Objectivity of Alternative Data in the 2010 Census
The goal of this project was to examine the correlation between race, poverty, and income levels in all counties for a given state in the United States. Ultimately, the project was successful at calculating the percentage of minority individuals within a county and how this percentage correlated to the county’s poverty levels and median household income.
-
Create virtual environment and activate:
python3 -m venv env
source env/bin/activate
-
Install requirements:
pip3 install -r requirements.txt
python3 main.py
“Enter state of Interest: “
<< User Input: User may enter any state for our program to run on (loop until receives correctly spelled state).
Census Poverty and Income API: https://www.census.gov/programs-surveys/saipe/data/api.html
Census Race API: https://www.census.gov/data/developers/data-sets/decennial-census.html
Our program runs through our main.py file, which calls both of the files used for our data collection (getData.py) and calculations (processData.py), as well as an additional file for our visualizations (visualizeData.py). On user input, our program will collect all data necessary from the census APIs and run calculations for the state entered to output all visualizations for the given state.
API data: stored in census_data.db
Data Calculations: stored in output
Visualizations: stored in visualizations/ directory
The example usage of our program is included for this data, using the state Arizona.
main.py
As per the usage section, our program is run by calling the main.py file. This file imports all other functions we employ from our getData.py, processData.py, and visualizeData.py. We take in user input that becomes the state we run our program with, read in a map of state names to census state codes from the state_codes.txt file and finally call the functions from the imported files in the order listed above.
getData.py
This file holds two functions, get_income_and_poverty and get_race that both take in the sqlite cursor and connection, and each call an API and store the resulting data in our database with a void return.
get_income_and_poverty(cur, conn) calls https://api.census.gov/data/timeseries/poverty/saipe?get=SAEPOVALL_PT,SAEMHI_PT,NAME&for=county:*&in=state:*&time=2010 And creates two tables: income and poverty. Inside these tables we insert average income and total number of people in poverty for all counties in the United States, with each row being identified with a county id, county name, and state census code.

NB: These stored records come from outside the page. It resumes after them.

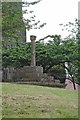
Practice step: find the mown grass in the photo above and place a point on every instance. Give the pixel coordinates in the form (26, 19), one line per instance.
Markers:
(30, 101)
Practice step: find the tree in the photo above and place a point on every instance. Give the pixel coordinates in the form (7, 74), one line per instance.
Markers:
(13, 27)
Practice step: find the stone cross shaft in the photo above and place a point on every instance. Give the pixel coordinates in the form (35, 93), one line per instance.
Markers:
(33, 61)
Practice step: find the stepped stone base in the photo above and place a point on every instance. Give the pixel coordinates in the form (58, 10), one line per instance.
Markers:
(31, 74)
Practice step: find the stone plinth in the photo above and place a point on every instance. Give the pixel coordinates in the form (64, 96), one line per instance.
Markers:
(29, 73)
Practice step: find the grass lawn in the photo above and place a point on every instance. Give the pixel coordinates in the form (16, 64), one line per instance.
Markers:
(31, 101)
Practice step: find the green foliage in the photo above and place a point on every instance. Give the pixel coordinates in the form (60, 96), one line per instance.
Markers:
(29, 101)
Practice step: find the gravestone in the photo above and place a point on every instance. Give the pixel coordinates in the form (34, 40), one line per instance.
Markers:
(34, 74)
(30, 73)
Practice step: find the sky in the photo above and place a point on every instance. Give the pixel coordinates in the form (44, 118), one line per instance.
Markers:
(53, 13)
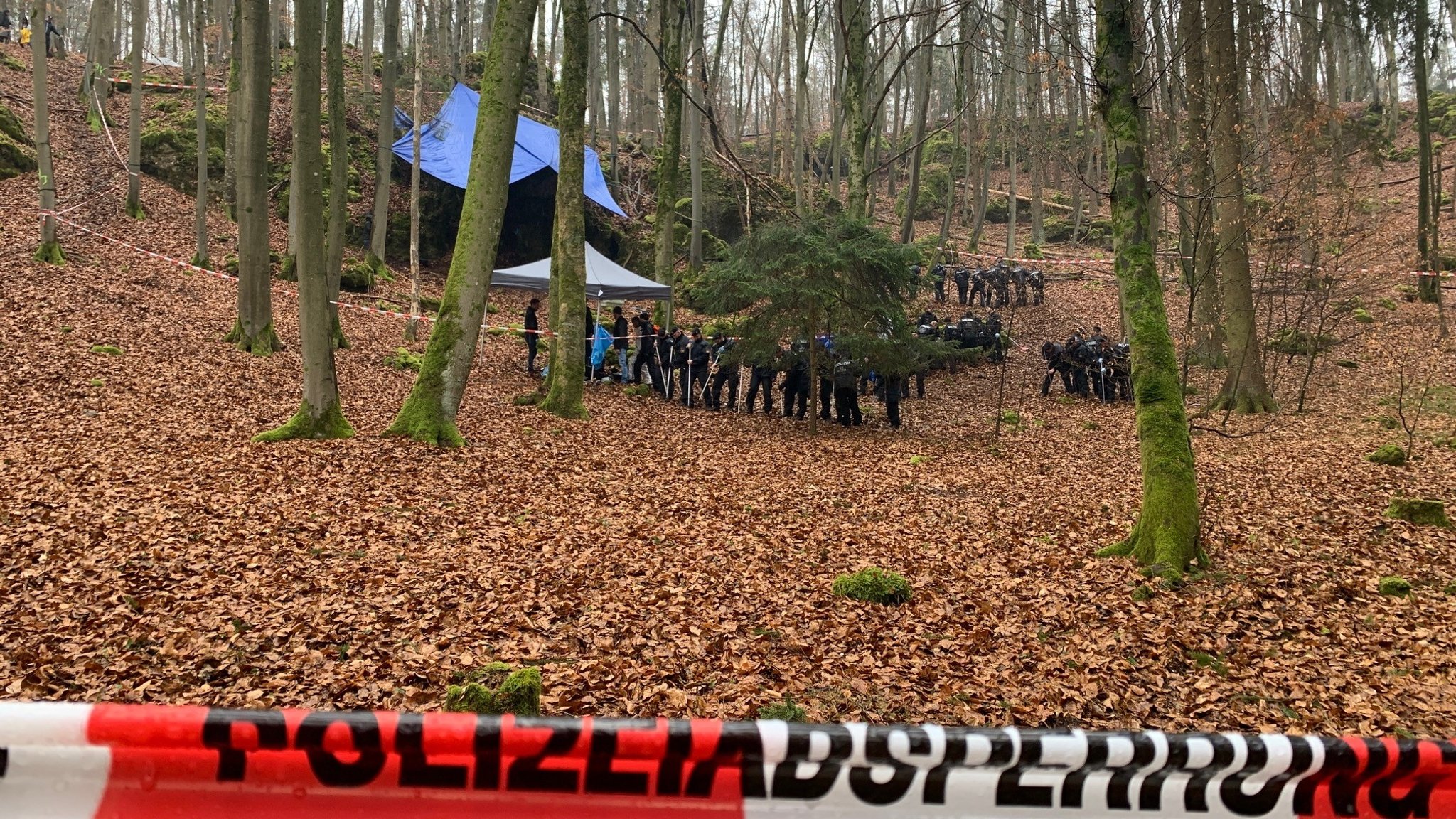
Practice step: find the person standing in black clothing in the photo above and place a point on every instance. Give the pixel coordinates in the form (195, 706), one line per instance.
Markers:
(532, 336)
(695, 376)
(846, 401)
(896, 387)
(647, 352)
(762, 376)
(678, 360)
(963, 282)
(724, 375)
(621, 336)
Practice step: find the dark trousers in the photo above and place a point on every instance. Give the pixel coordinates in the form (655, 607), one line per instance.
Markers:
(725, 376)
(757, 381)
(647, 359)
(695, 379)
(1053, 370)
(846, 405)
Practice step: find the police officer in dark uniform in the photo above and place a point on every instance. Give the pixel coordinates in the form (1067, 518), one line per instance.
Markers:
(725, 373)
(762, 378)
(695, 375)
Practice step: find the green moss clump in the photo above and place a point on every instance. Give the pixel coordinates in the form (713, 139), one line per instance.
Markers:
(496, 690)
(402, 359)
(874, 585)
(357, 277)
(1389, 455)
(786, 710)
(1396, 587)
(1418, 510)
(16, 149)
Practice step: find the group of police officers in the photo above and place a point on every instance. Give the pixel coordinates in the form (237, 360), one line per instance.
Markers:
(689, 368)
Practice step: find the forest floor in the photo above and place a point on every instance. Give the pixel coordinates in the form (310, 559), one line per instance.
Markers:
(661, 562)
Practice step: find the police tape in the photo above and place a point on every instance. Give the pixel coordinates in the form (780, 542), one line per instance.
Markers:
(80, 761)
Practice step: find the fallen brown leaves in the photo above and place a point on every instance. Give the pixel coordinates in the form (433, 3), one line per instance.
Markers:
(663, 563)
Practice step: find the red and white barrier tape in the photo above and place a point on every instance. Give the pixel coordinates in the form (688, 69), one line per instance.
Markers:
(80, 761)
(143, 251)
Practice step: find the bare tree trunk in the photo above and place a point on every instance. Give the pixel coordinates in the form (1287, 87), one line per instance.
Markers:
(254, 331)
(50, 250)
(668, 158)
(430, 412)
(139, 37)
(321, 414)
(1167, 532)
(200, 105)
(385, 134)
(568, 261)
(414, 181)
(338, 168)
(925, 40)
(1244, 391)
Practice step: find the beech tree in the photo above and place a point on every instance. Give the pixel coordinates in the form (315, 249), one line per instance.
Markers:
(568, 252)
(50, 250)
(139, 37)
(1167, 532)
(254, 331)
(430, 412)
(338, 164)
(385, 159)
(319, 416)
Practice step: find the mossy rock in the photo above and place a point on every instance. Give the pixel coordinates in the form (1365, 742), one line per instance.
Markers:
(1418, 510)
(357, 277)
(402, 359)
(872, 585)
(1389, 455)
(16, 149)
(1396, 587)
(786, 710)
(497, 690)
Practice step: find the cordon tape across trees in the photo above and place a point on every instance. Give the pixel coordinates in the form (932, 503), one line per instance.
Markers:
(79, 761)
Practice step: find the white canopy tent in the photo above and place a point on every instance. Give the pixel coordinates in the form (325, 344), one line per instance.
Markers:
(604, 279)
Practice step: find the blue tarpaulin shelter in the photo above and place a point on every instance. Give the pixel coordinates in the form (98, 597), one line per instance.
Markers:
(446, 143)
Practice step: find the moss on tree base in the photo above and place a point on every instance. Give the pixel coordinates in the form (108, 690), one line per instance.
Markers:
(265, 343)
(50, 252)
(1418, 510)
(304, 424)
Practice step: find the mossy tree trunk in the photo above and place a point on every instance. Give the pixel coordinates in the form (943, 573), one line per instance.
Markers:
(430, 412)
(854, 22)
(1201, 274)
(50, 250)
(385, 159)
(200, 105)
(139, 37)
(235, 114)
(568, 255)
(1429, 286)
(254, 331)
(1167, 532)
(670, 16)
(319, 416)
(338, 162)
(1244, 390)
(411, 331)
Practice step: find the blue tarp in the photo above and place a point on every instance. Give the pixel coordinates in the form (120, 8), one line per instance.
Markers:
(447, 140)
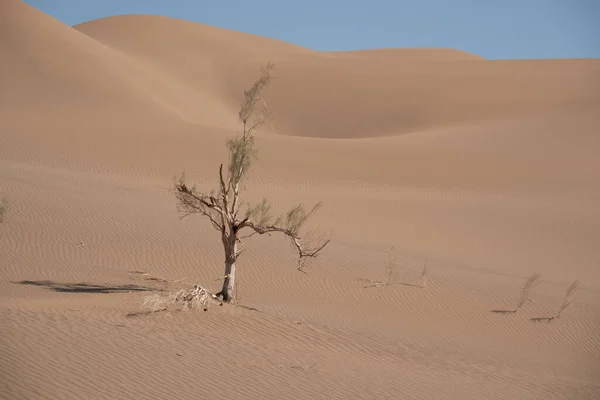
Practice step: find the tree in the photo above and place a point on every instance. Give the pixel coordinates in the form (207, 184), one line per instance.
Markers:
(223, 207)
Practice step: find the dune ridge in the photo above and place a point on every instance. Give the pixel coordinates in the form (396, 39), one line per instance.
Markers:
(485, 171)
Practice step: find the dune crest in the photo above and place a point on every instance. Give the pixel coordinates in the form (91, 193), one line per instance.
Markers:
(479, 173)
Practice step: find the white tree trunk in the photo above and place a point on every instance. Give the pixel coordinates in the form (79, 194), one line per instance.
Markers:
(229, 283)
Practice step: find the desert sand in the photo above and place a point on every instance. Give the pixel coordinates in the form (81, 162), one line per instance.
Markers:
(485, 171)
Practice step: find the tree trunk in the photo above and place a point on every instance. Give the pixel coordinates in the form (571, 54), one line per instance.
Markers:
(229, 283)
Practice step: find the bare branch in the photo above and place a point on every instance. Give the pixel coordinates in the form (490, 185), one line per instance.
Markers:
(190, 201)
(254, 108)
(294, 220)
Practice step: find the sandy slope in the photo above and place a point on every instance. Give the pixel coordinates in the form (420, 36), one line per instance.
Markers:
(486, 170)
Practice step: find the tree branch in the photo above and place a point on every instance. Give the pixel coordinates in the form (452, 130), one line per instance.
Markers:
(304, 251)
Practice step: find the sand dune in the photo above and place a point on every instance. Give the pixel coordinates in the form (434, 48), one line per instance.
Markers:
(487, 171)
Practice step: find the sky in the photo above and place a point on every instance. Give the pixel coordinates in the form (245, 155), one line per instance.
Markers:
(494, 29)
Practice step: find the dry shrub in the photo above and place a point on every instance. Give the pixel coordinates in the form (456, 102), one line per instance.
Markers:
(194, 298)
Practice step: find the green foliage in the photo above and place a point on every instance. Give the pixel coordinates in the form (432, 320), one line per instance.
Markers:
(297, 216)
(261, 213)
(241, 155)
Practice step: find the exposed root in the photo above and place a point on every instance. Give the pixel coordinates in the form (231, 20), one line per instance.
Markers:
(194, 298)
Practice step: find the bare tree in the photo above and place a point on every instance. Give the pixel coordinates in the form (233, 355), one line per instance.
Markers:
(223, 207)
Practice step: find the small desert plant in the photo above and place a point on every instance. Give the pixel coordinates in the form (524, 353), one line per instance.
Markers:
(568, 299)
(390, 264)
(196, 297)
(524, 295)
(390, 267)
(3, 208)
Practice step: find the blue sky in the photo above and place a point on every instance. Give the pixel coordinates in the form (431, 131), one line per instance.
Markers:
(494, 29)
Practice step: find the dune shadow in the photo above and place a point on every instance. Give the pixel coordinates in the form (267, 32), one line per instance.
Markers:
(87, 287)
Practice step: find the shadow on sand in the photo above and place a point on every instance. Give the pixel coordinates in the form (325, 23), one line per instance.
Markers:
(87, 287)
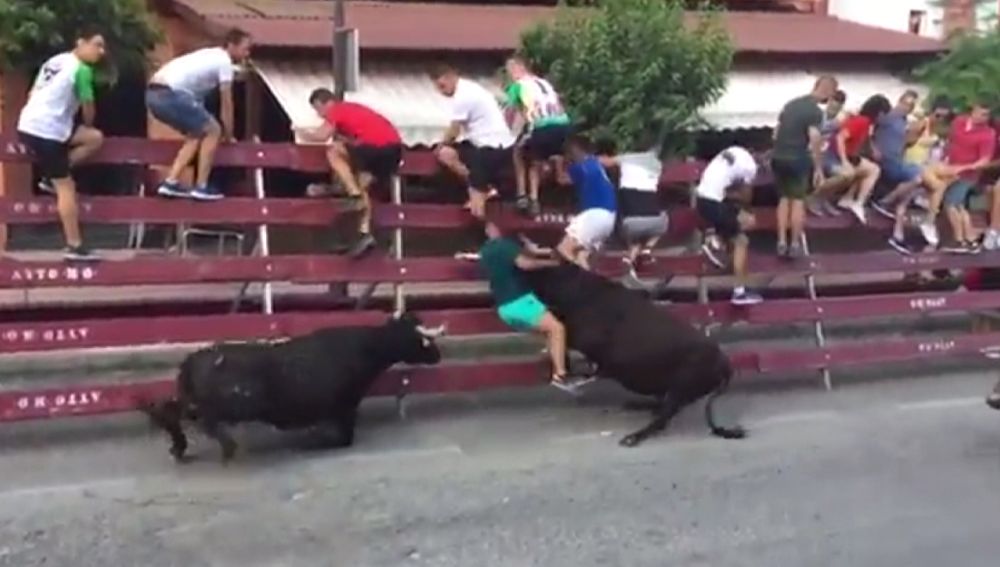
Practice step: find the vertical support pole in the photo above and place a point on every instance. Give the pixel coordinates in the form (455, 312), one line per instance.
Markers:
(263, 236)
(339, 52)
(818, 331)
(398, 290)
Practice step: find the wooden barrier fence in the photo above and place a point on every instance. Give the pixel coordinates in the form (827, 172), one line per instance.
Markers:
(88, 399)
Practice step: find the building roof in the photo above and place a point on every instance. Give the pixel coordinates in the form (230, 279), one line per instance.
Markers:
(450, 27)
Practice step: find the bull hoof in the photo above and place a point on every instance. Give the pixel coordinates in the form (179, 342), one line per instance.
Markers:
(993, 401)
(730, 432)
(630, 441)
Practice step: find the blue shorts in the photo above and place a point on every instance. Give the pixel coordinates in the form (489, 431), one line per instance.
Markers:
(895, 172)
(957, 195)
(178, 109)
(523, 313)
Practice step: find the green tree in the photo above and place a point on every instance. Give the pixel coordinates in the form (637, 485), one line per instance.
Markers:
(633, 70)
(33, 30)
(968, 73)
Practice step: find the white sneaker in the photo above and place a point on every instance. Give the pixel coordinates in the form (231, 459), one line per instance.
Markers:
(991, 240)
(928, 229)
(858, 209)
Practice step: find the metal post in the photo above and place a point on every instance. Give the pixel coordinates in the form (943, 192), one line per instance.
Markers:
(263, 237)
(339, 50)
(399, 295)
(818, 331)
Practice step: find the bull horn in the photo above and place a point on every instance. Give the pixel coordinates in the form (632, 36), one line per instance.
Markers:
(431, 333)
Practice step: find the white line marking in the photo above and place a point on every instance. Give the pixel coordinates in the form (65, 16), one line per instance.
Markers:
(948, 403)
(798, 417)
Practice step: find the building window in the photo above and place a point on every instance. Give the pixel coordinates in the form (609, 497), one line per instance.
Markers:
(916, 20)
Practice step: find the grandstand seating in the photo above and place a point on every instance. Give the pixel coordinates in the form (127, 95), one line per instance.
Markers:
(146, 269)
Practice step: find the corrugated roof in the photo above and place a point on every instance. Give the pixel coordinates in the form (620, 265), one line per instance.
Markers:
(450, 27)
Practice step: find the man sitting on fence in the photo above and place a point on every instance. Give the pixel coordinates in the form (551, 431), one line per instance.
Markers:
(176, 96)
(503, 259)
(486, 153)
(548, 126)
(730, 173)
(970, 148)
(65, 84)
(595, 199)
(366, 149)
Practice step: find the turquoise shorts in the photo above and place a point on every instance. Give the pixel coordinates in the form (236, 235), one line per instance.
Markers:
(524, 313)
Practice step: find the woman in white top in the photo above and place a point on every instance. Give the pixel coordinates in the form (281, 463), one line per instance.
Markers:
(643, 221)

get_income_and_poverty(cur, conn) calls https://api.census.gov/data/2010/dec/sf1?get=P001001,PCT023003,NAME&for=county:*&in=state:* And creates the table: race. Inside this table we insert total population and total white population for all counties in the United States, with each row being identified with a county id, county name, and state census code.
processData.py
This file holds the single function, process_data which takes in the sqlite cursor and connection, the state name identified by the user, and the filename for the calculations file. The function then calls a JOIN on all three tables (income, poverty, and race) where the county id is matching and the state matches the user input. Then, it uses the resulting data to calculate total white and minority populations as well as minority and poverty percentages for each county of the state in question. The resulting list is then returned to main, where it is written to the output file, output.
visualizeData.py
This file holds multiple functions. The function visualize is called by main and is given the calculation data returned from processData.py, the name of the visualization output folder, and the state given by the user. It then sorts the data by the poverty level in all counties to better fit a visualization and calls three functions to make our three visuals. Each of these functions are given the same input and then output the visualization made as a .png file and saved to the output folder, visualizations.
make_minority_pie_chart uses matplotlib to create a pie chart of the total populations of white people to minorities for the given state. It is titled population of {state} and uses a legend titled populations to display the categories.
make_povery_graph uses matplotlib and numpy to create a double bar graph that maps the minority percentage and poverty percentage for each county in the given state to show the correlation between the two. It is titled percent minority vs in poverty for counties in {state}. It uses a legend to display the categories, county numbering on the x-axis labeled arizona county code and lists percentages on the y-axis labeled percentage. The graph also uses horizontal dashed lines and numbering above each bar to make the graph easy to follow for the user.
make_income_graph uses matplotlib and numpy to create a double bar graph that maps the minority percentage and percent of average income when compared to the national average for each county in the given state to show the correlation between the two. It is titled percent minority vs average income for counties in {state}. It uses a legend to display the categories, county numbering on the x-axis labeled arizona county code and lists percentages on the y-axis labeled percentage. The graph also uses horizontal dashed lines and numbering above each bar to make the graph easy to follow for the user.